Last week I felt confident and happy, ready to get out into the world and kick some tush. But somehow, over the weekend, I fell with a crash, and now I am struggling to get back into that space.
You know what that means, don't you? I also fell off my diet with a crash. Well, not as badly as I might have, but I did eat pizza. Twice. And overindulge in protein and underindulge in fruits and veggies. And I haven't been able to convince myself to go out and exercise. And I'm not sleeping very well, either. And get this - I don't even feel like eating at all most of the time.
The thing that has me puzzled is, I don't know why. Is it the job-hunt and its appellate fear of being unemployed and broke? But I've been asked to come in for an interview, which should surely have lifted my spirits. I wonder if it is something physical. I remember becoming very depressed from eating wheat, back when I had a wheat intolerance. I thought the intolerance was gone, but it will do me no harm to try cutting it out of my diet for a few days. I did have a very strong intolerance reaction to one pizza and I don't know to what, and I'm sure that didn't help matters.
I've spent the past few years slowly coming closer and closer to happiness, taking the steps necessary to feel relaxed and content in my life. I recognize the difference between "I want to fix this" and "I'm depressed and can't be bothered." I am presently in the second state. But I refuse to stay in it!

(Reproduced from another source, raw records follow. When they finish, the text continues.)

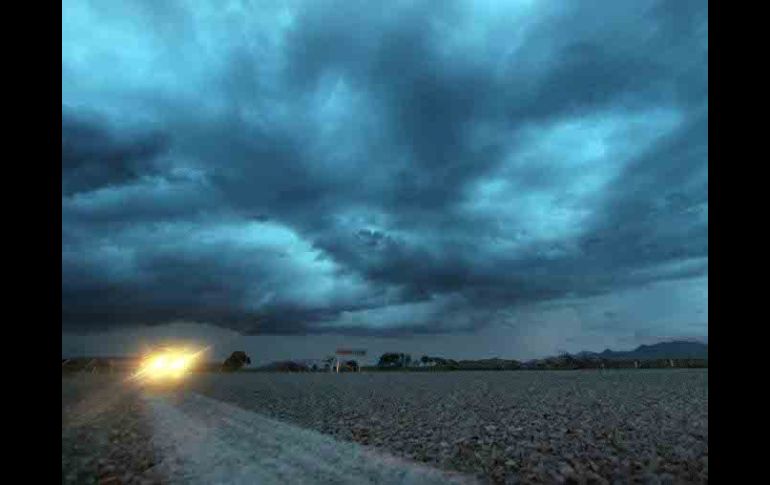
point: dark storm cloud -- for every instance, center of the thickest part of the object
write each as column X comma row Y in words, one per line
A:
column 288, row 170
column 94, row 157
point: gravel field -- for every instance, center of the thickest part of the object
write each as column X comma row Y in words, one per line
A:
column 636, row 426
column 105, row 433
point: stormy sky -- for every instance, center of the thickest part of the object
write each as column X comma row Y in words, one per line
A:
column 522, row 170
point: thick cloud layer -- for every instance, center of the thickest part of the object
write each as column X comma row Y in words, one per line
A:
column 331, row 166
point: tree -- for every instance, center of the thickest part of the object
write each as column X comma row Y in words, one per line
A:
column 394, row 360
column 236, row 360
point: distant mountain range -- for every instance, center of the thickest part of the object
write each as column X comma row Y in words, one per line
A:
column 664, row 350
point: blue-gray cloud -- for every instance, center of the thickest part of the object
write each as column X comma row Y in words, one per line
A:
column 297, row 166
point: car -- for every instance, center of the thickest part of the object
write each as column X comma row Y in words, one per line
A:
column 166, row 364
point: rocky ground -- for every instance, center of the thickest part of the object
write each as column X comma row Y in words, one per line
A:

And being overweight makes me feel depressed too. So even though I would rather eat whatever comes to hand when hunger forces me to shove something down to shut my body up, I will do my best to persevere with my diet. Quite apart from anything else I am sure I need the vitamins! Gotta get those B vitamins in to help lift my mood.
I knew I indulged in stress eating and comfort eating before. Now I think I must add a third category, that of depressed eating. Do other people eat that way too? Somebody out there must. I can't be the only one on the planet.